Re: Editing HTML files

by Tanktalus (Canon)
on Jul 08, 2008 at 21:15 UTC

in reply to Editing HTML files

From a quick perusal of HTML::Manipulator, it seems that it presupposes you have some HTML in a certain format: either with id tags (by definition these are unique) or comment markers. If you have that, great. If not, and you can't get there, then you'll have to look for another way.

Generally, I can get away with making all my HTML actually XHTML-compliant. Which then means I can whip out my favourite swiss-army knife: XML::Twig. If your HTML already is XHTML, then this becomes really easy - the complicated part will be coming up with the XPath, but that shouldn't be too hard ... something like //div[string()="nothing"] is my guess. The get_xpath function will return all the tag objects at once, and you can just loop through, change the text for each one (set_text), and print it all back out.

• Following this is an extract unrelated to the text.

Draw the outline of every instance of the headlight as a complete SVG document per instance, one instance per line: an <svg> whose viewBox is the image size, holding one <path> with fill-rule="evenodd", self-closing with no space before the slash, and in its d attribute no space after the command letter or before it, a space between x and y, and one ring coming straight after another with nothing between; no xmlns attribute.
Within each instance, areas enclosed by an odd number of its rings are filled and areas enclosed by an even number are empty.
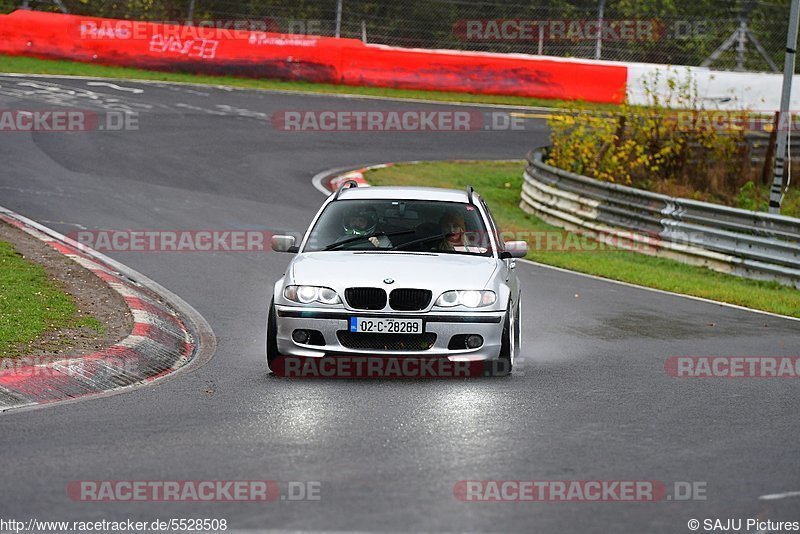
<svg viewBox="0 0 800 534"><path fill-rule="evenodd" d="M494 291L445 291L436 299L436 306L451 308L453 306L466 306L467 308L481 308L491 306L497 300Z"/></svg>
<svg viewBox="0 0 800 534"><path fill-rule="evenodd" d="M283 296L292 302L300 304L311 304L321 302L322 304L341 304L342 300L336 291L329 287L317 286L286 286Z"/></svg>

Otherwise, you'll probably have to roll your own with HTML::Parser...

Re^2: Editing HTML files
by spivey49 (Monk) on Jul 08, 2008 at 21:33 UTC
    Thanks Tanktalus. The problem with XHTML is the files are generated as HTML and get overwritten by another process. The problem with reg expressions is the tag values are unpredictable. I saw the same issue when glancing over the HTML:Manipulator docs. I was hoping I missed something or someone might have seen this tag format before. I'll give HTML::Parser a shot.
      The problem with reg expressions is the tag values are unpredictable.
      Well, in that case a proper parser is a better approach.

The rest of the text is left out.